Cut to Vern, Amy Wynn, and Laurie, all of whom are wrangling reptiles and have nicknames newly bestowed by MPDP. Vern "Spider-Man" Yip has a huge tarantula hanging off his shoulder and is playing with a scorpion. Laurie "The Snake Charmer" Smith has a python. Amy Wynn "The Lady with the Lizard" Pastor has...you guessed it, a lizard. Laurie softly tells Vern: "You have a tarantula on your shoulder. I did not see that." I'm totally impressed with how calm and unsqueamish they are with the animals. You know how whenever Jack Hanna or some zookeeper or animal handler is on David Letterman's show, Letterman's all twitchy and jumpy?
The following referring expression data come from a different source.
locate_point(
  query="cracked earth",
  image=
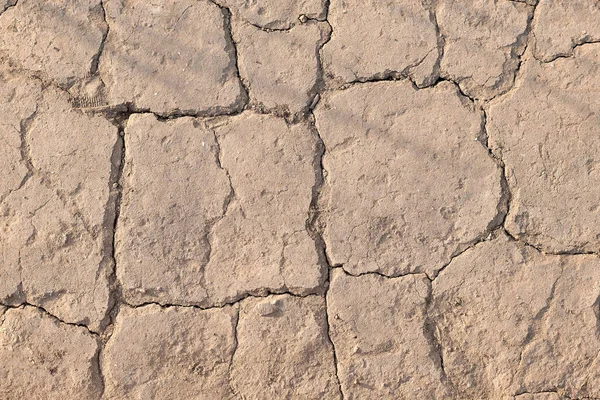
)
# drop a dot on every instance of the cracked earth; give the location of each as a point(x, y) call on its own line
point(278, 199)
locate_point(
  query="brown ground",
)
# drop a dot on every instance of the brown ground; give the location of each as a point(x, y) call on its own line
point(300, 199)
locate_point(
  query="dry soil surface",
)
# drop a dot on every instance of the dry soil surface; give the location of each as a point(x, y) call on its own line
point(300, 199)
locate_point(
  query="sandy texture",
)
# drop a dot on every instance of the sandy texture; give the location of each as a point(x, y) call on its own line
point(278, 199)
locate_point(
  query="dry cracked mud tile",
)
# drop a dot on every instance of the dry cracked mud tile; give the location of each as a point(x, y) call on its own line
point(281, 68)
point(375, 39)
point(261, 244)
point(58, 39)
point(57, 225)
point(276, 14)
point(173, 190)
point(561, 25)
point(5, 4)
point(409, 185)
point(483, 42)
point(42, 358)
point(378, 328)
point(170, 57)
point(513, 320)
point(546, 131)
point(170, 353)
point(283, 350)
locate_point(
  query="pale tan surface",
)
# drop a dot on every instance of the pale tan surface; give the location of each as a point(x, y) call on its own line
point(276, 199)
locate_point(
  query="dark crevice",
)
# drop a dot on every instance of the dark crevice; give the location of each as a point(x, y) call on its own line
point(235, 347)
point(570, 53)
point(9, 4)
point(232, 46)
point(435, 344)
point(331, 343)
point(54, 317)
point(96, 59)
point(264, 294)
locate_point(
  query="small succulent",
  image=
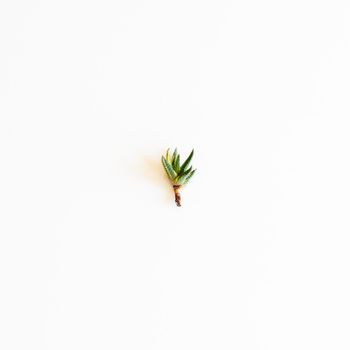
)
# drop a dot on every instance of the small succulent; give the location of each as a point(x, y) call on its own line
point(179, 174)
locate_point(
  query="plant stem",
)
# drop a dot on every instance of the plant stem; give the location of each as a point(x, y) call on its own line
point(177, 195)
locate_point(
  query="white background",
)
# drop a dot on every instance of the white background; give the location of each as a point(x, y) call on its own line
point(94, 254)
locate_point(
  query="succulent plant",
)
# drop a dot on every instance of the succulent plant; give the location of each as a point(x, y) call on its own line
point(179, 174)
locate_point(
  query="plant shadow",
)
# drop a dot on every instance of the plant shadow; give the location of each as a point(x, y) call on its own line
point(153, 171)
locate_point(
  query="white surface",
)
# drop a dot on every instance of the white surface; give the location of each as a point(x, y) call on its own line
point(95, 254)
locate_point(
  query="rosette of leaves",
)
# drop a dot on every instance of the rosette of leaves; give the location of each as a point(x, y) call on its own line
point(179, 174)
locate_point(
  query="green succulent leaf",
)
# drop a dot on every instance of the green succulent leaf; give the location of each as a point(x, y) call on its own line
point(186, 162)
point(168, 155)
point(168, 169)
point(188, 177)
point(174, 157)
point(177, 164)
point(186, 172)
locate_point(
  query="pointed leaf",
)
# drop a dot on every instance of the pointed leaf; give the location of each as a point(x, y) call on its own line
point(187, 162)
point(186, 172)
point(168, 155)
point(177, 163)
point(174, 157)
point(188, 177)
point(168, 169)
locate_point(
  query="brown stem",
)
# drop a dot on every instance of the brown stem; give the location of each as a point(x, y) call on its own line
point(177, 195)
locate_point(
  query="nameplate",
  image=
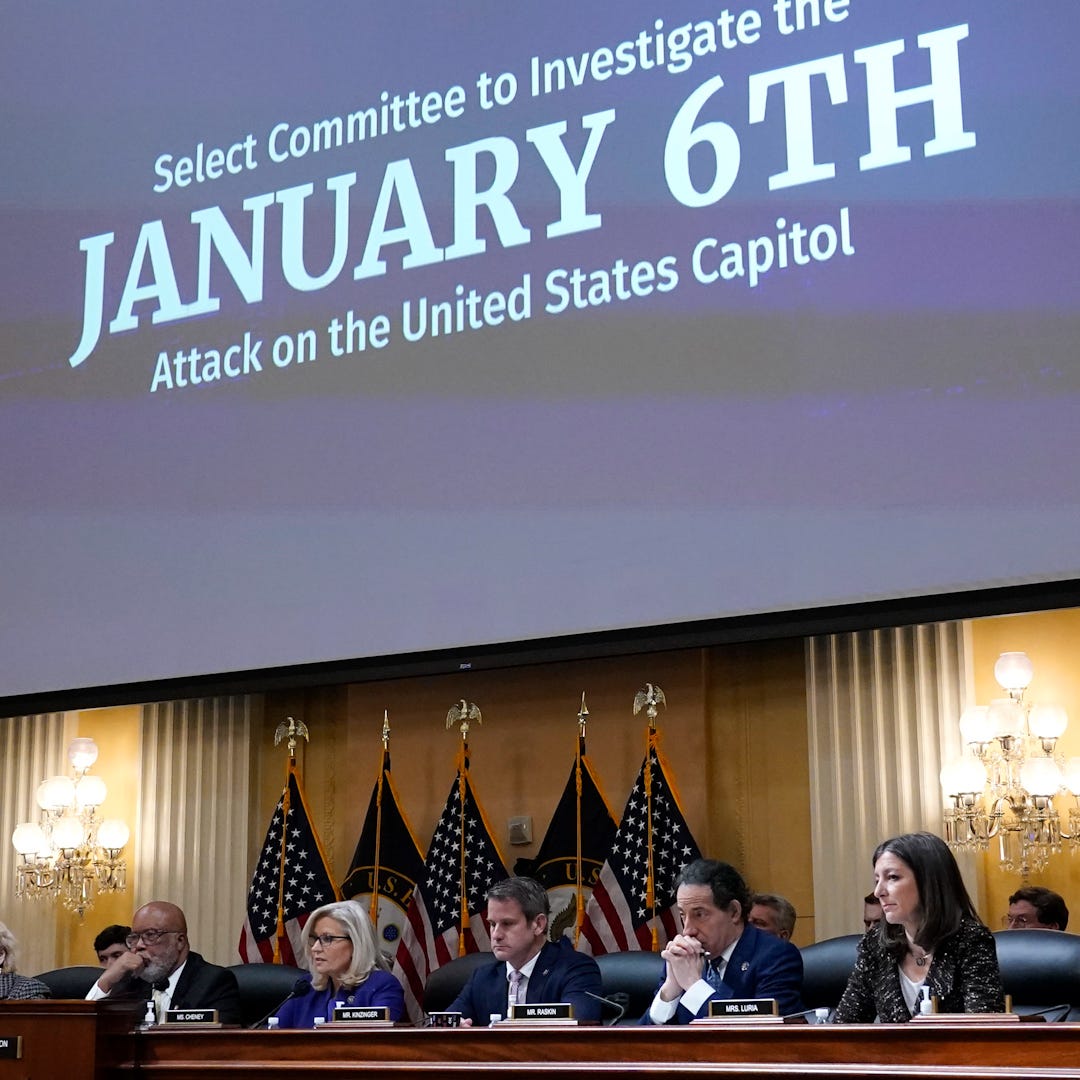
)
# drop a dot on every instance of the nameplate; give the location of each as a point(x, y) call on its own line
point(969, 1017)
point(539, 1011)
point(743, 1009)
point(202, 1016)
point(361, 1014)
point(444, 1020)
They're utterly not like that. I would have put money on Laurie being like that. Then again, after you've changed a few hundred poopy diapers, maybe you get over practically everything.
Ed and Margie have a very large, fairly square kitchen with walls the colour of freshly dried blood. (What was the name of this paint: "Scab?" Actually, I can't believe there isn't a whole line of "edgy" paints colour with off-putting names, just like the Urban Decay makeup line: you could have "Sewer," "Sleaze," "Bulldozer," "Chancre," "Bubonic," "Absinthe," "Laudanum," etc. Man, the goth kids would eat that up.) I can't tell from the blotchiness of the paint job -- which Margie and Ed inherited from previous homeowners -- whether it's supposed to be a faux finish or if it's just a half-assed paint job. Which, in fact, is a major problem with at least 75\% of faux finishes, if you ask me. You can't tell. At least one wall is a muddy golden-brown colour. The cabinets are a dated brown colour that looks worse with these murky red walls. There's a good-sized work island with a white tile top and a couple of stools. The countertops are white tile, and the floor is a fugly kuntry ceramic tile in blue and white with flowers in the corner. There seems to be a fair bit of light; there's one large window, and the room is very open to another room with a much larger window. Those windows have wood (or wood-look) blinds. Ed and Margie have a smallish table that seats six, with Windsor-style chairs. They don't have a formal dining room. The room is used not only for cooking and eating, but also as a cloakroom and an office: there's a good-sized desk in one corner. They apparently also homeschool their kids here, so there's a large topographical map of California on the wall. Or maybe they just love California. Margie says that visitors who see the wall colour constantly ask, of the previous owners, "What were they thinking?" My question is, "Who were they? The Manson family?" They would like new countertops, the cabinets and walls painted, some curtains added, and most of all, a brand-new floor: "But that's probably not going to happen." Me to Frink: "It will if you're getting Santa Vern." I don't think he'd suffer that floor gladly. Ed would like it if it looked like a professional chef's kitchen, with a lot of open storage. Margie wants everything put away, but Ed wants everything out. Margie doesn't want to see the knives (which are currently hanging on the wall on a magnetic strip), and she definitely doesn't want a pot rack.